Quer dizer, depois de uma
apresentação como essa, não há muito para um resenhista o que acrescentar.
Mas ainda vale a pena reproduzir o que Lêdo Ivo no prefácio disse dele, a
quem chamou, com incontestável precisão, de “fabricante de encantos”:
nesta coletânea, os poemas se exibem sempre em sua nitidez e concretude,
com a rigorosa face imagística.
Lêdo Ivo, outro grande poeta
esquecido pela Academia Sueca, aponta para o pano de fundo que cerca a
poesia de Rodolfo Alonso, dizendo que sempre aponta para “uma era de
emergências e turbilhões do século XX, como seu extenso catálogo de
colisões e mudanças”. É o que se pode ver neste trecho do poema mais
extenso desta coletânea, “Ocupem-se de Arlt”, de 1977, em que ele
homenageia o romancista Roberto Arlt (1900-1942), que, em tão pouco tempo
de vida, criou obras fundamentais, como
Los siete locos (1929), um
romance sobre a impotência do homem diante da sociedade que o oprime e
obriga a trair seus ideais e a aceitar a hipocrisia burguesa.
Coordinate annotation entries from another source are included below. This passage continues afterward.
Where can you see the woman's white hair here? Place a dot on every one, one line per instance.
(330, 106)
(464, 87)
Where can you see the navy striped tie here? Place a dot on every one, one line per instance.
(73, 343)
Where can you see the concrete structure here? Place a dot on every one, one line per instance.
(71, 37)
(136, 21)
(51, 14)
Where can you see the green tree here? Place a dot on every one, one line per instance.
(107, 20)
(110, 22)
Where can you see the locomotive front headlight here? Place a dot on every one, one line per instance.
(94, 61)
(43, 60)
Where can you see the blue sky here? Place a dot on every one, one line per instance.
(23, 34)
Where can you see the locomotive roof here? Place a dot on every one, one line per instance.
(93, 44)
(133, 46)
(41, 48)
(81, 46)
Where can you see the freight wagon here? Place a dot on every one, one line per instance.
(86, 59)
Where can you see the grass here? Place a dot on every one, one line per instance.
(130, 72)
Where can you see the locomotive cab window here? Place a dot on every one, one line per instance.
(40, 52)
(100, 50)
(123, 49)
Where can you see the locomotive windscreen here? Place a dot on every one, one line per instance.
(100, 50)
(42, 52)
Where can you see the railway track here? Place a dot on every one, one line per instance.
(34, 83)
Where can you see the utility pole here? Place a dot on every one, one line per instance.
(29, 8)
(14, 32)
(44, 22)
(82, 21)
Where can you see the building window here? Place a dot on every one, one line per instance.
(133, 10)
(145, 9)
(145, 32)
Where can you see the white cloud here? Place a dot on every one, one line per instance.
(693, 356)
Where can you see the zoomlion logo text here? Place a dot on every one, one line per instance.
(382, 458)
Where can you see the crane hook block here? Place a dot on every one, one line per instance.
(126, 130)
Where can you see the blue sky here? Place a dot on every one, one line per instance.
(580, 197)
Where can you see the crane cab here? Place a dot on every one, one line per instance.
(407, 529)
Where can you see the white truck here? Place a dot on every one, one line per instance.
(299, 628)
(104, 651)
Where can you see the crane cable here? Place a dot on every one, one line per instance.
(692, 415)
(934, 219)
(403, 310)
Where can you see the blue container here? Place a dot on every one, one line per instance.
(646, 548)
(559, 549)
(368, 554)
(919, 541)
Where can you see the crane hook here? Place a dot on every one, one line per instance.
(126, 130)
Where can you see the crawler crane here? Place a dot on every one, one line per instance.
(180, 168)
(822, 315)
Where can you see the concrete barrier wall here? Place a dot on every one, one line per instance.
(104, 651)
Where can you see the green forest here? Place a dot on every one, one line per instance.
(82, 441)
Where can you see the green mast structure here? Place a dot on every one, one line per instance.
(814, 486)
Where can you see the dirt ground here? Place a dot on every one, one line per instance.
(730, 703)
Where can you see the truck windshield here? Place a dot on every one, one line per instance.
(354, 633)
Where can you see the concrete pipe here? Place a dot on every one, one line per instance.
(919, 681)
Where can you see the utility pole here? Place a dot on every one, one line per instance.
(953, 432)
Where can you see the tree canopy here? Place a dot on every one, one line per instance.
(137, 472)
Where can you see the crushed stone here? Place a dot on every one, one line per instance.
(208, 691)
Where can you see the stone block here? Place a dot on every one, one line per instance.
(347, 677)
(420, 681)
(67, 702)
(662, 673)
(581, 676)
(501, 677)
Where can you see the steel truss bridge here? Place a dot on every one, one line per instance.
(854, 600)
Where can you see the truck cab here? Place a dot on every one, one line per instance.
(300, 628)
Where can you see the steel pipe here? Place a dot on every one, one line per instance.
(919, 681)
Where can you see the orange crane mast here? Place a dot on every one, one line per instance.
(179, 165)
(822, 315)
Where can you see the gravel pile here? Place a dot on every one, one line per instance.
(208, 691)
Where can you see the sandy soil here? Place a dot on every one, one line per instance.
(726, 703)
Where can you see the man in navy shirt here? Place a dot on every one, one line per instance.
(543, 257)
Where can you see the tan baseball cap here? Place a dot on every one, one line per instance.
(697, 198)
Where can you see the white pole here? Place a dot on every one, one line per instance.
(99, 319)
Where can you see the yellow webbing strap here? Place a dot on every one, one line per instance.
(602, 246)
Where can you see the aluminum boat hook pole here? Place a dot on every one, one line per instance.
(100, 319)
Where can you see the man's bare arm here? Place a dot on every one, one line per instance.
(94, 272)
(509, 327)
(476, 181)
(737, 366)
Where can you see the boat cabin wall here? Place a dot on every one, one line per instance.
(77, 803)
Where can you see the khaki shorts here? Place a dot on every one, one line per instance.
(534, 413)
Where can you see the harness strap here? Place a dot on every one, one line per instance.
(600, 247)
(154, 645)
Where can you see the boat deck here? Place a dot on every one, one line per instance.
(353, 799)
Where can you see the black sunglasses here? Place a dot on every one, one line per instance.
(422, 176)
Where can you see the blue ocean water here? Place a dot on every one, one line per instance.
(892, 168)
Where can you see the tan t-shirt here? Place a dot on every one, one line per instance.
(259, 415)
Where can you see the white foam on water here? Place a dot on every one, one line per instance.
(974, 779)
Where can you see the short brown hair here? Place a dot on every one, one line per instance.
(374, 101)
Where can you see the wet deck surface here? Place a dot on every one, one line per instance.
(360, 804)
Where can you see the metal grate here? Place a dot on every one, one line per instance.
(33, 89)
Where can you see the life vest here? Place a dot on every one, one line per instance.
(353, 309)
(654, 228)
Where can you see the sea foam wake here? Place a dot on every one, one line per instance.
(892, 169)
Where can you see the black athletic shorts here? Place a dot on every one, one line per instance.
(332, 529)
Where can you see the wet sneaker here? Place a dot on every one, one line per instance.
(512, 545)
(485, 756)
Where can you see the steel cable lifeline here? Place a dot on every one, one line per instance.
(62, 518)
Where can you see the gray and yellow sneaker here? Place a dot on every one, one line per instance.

Eis um
trecho:
Recordo a primeira vez que vi atuar a
Aliança
os primeiros noticiosos do pós-guerra
rostos de homens mulheres meninos judeus quase sempre
em ossos atrás de arame farpado
os campos de concentração que nunca esquecerei
como o inextinguível esplendor leproso do cogumelo de
Hiroxima
a primeira vez que foram me buscar no colégio um dia de chuva
como um casaco para lançar-me aos ombros não tinha capa
Recordo o barulho da chuva sobre o teto de um automóvel dentro
do qual sou um menino que sobe pela primeira vez num carro
quando havia poucos carros
e descobre ambas as coisas
a intimidade de um interior em movimento
a intimidade da chuva
a cara íntima que a cidade dá à chuva no outono o prazer de
escutar chover sobre um teto
Recordo a impossibilidade da prosa para contar tudo isso
Recordo estas duas linhas de Rafael Alberto Arrieta
(“Sol da manhã/ glória do inverno”)
lidas num de meus primeiros livros de leitura
nas quais sem dúvida descobri a poesia
por experiência própria
e de uma vez para sempre
Quisera vir a ler outra vez
Os sete loucos (...)
Para o leitor brasileiro – pouco
conhecedor da história argentina –, o tradutor Anderson Braga Horta lembra
que a Aliança aqui citada é uma referência ao violento grupo de extrema
direita Alianza Libertadora Nacionalista, muito ativo à época do primeiro
período do governo de Juan Domingo Perón (1895-1974), que vai de 1946 a
1955. Acrescente-se aqui que Rafael Alberto Arrieta (1889-1968) foi um
professor e poeta que chegou a ocupar a presidência da Academia Argentina
de Letras (1964), ligado ao modernismo do nicaraguense Rubén Darío
(1867-1916), que nada tem a ver com o modernismo brasileiro, mas com a
tendência francesa art nouveau.
Composto em parte por poemas mais
antigos que não apareceram em livros anteriores e em parte por poemas
recentes, alguns curtos, de duas linhas, mas não
hai kais, este livro traz ainda uma homenagem – a que poucos poetas
brasileiros fizeram – à cantora brasileira Maria Bethânia, de 2007, em que
se lê:
(...)
Há tom, há densidade,
há gravidade, há timbre,
há palavra que canta
e há música que expressa
a pulsação que sentes.
Rege, Bethânia, ordena
a poesia do mundo,
torna o caos em sentido,
a altura em canto fundo,
e faz do intenso, alento (...)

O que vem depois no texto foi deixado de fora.